On Friday, writing in the Independent - a paper that has virtually campaigned on the issue of climate change - Michael McCarthy penned some equally disarming words for those on the other side of this often polarized debate:

If you are a climate sceptic and you do not think global warming is real, man-made and a mortal threat to us, which must be tackled …Cancun was all a waste of time and money, a giant and fatuous junket in the sun for government officials and ministers. Discussion may also be limited if climate change seems so far in the future that it is no concern of yours, and it may be difficult if you feel that addressing climate change is going to be prohibitively expensive. … But consider: who does think that it is real, man-made and a mortal threat which must be urgently addressed, as detailed in the most recent report of the UN's Intergovernmental Panel on Climate Change (IPCC)? The answer: all the governments of the world.

The synthesis of the IPCC's fourth report was endorsed at a meeting in Valencia on 17 November 2007, without qualification, by every government, including the administration of George W Bush, the US President and climate sceptic supreme (even he could not find the scientists to rubbish it) and since then, despite the tiny handful of errors dug out from the report's 2,500 pages and trumpeted by the sceptic lobby, no government has resiled from its endorsement.

So what do you say to that if you're a sceptic? That you're the one walking in step, while all the governments of the world have got it wrong? That's what they used to say about flying saucers.

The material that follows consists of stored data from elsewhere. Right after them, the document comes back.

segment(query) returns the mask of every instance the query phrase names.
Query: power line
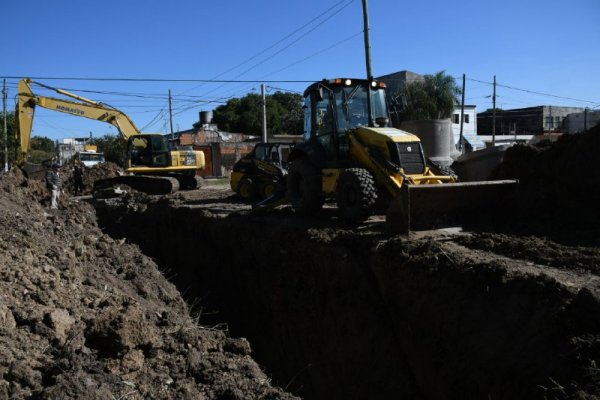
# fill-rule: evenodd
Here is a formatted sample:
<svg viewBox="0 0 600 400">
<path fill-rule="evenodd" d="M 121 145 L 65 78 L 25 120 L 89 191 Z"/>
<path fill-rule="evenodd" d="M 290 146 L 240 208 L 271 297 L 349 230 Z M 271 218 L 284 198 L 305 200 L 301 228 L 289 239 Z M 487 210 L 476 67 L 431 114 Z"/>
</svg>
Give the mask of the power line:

If we accept, then, the warming threat as real, man-made and urgent, what are we to do about it? The only thing we can do is cut the emissions of the greenhouse gases, principally carbon dioxide, which are causing it. How do we do that? Let everybody do as much or as little as they want, if they want? Or try to do it together in an organised, fair and scientifically appropriate way? There can surely be little argument that the latter course is preferable and that, in fact, is what has been happening since the signing of the UN's Climate Convention in 1992.

What is hardly appreciated at all, however, is just how maddeningly, exhaustively and impossibly difficult this process, the UN multilateral climate change negotiating process, really is. It is the most complex negotiation in human history, far overshadowing other such interchanges in its convolution. Congress of Vienna? Kid's stuff. Treaty of Versailles? Piece of cake, by comparison.

Here you have 194 countries all with vastly different domestic agendas and pressures, all with widely-diverging self-interests, who might have trouble agreeing on the colour of an orange, and you're asking them to shelve all that and sing from the same, vastly complicated song sheet. It is barely conceivable that it can be done at all, and in Copenhagen last year, essentially because of an argument between rich and poor countries about who should take on what, it fell apart.

Cancun put it back together. …There are now pledges to cut carbon emissions from all the major countries in the world, as part of the UN process. They're nothing like sufficient to halt the warming at the danger zone of 2C above the pre-industrial level - keep your hair on, we all know that, they only go about 60 per cent of the way - but they're there now, and they will be improved on.